Cutting to the chase, we ran the HAproxy, Zeus, and aiCache tests on an m1.large EC2 instance. After chasing down all kinds of options, trying to tune the kernel, trying other instance types, and finally conferring with AWS—the result is 100,000 packets per second in+out! I know, that’s not requests/sec or responses/sec so let me explain. Basically, with the current virtualization technology implemented in EC2 the network speed of light on an instance is getting about 100,000 packets per second through the two networking stacks of the host OS and the guest OS. Your load balancing solution and the tests you run may use these 100K pps to requests and responses in various ways which give you slightly different performance as measured in resp/sec. On average you can get about 5000 requests/sec through a load balancer. If you use HTTP1.1 persistent connections you get a few more resp/sec because there are a couple fewer packets per request, but the difference is not all that dramatic. If you turn some form of caching on you can roughly double the resp/sec because you’re eliminating the packets to the back-end servers. Tuning kernel params has very little effect, but pinning the load balancer process to a specific core does help quite a bit and makes the performance a lot more even. But in the end it’s all about pps (packets per second).
We then turned to ELB, the Amazon Load Balancing service. It operates differently from the other solutions in that it is a scalable service provided by Amazon. Everything ELB does for you can be replicated using the above solutions running on EC2 instances, but of course that requires extra work. Unfortunately benchmarking ELB is really tricky. One has to use many clients applying load, ensure that they requery DNS frequently, and run tests for a long time so ELB scales up.
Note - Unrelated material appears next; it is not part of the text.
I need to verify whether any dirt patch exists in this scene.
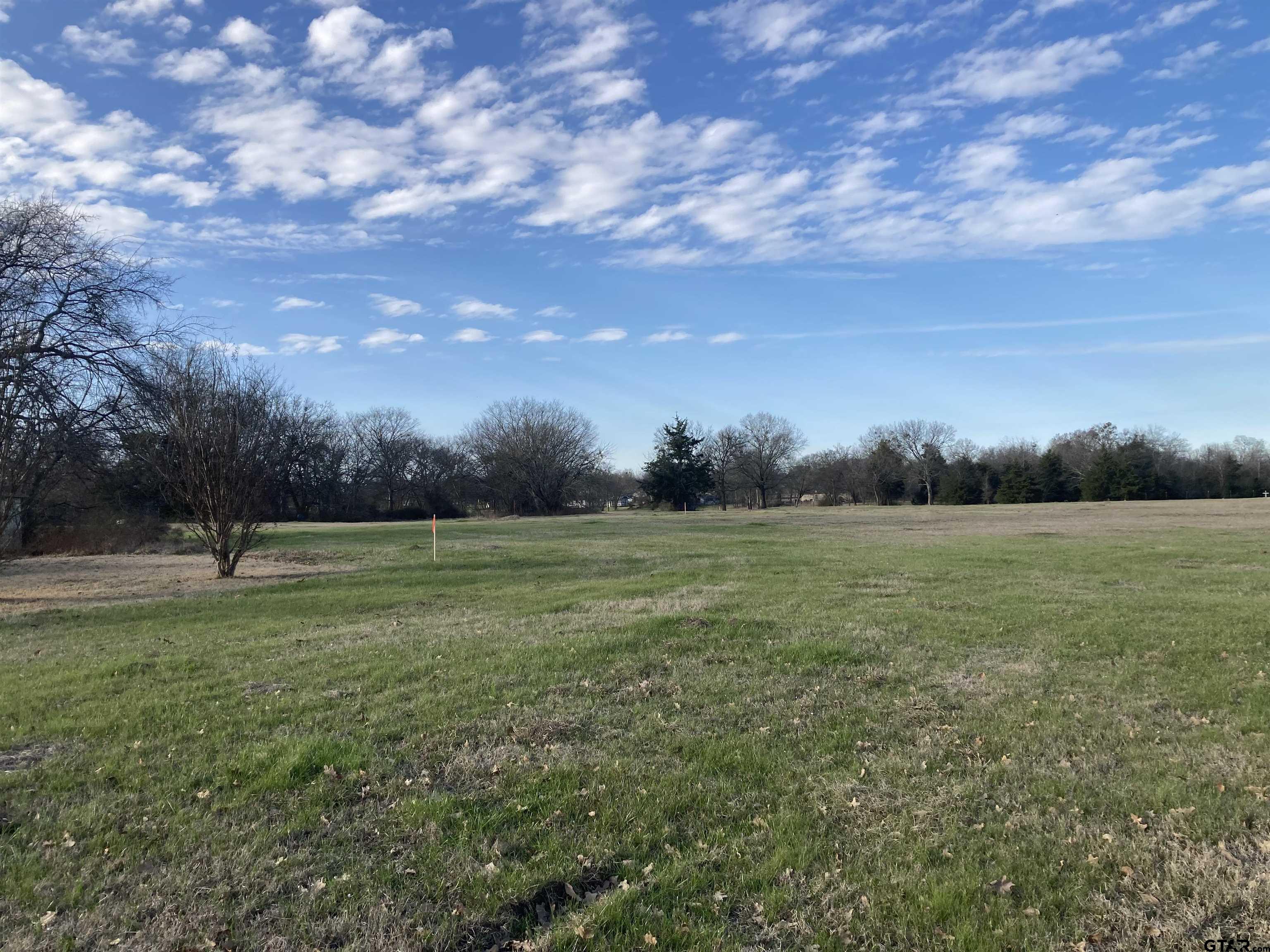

In the end we produced some pretty graphs like this, showing the requests/sec handled over time:
This shows how our tests ramped up to around 20K requests/sec over the course of about three hours. (Note that we ramped up the load slowly to see the progress, so this is not all time taken by ELB to ramp up.) We could have continued higher but we lost interest :-). I would prefer it if ELB were more transparent and easier to test, but it certainly delivers real-world performance!
The whole benchmarking project was interesting in that it once again showed that until you really understand what is going on your benchmark is not done. We chased down more supposed performance bottlenecks than we care to remember and we drove the helpful folks at aiCache batty because they expected to see better performance given their results on non-virtualized machines. But in the end the results make a lot of sense and 100K pps is easy to remember.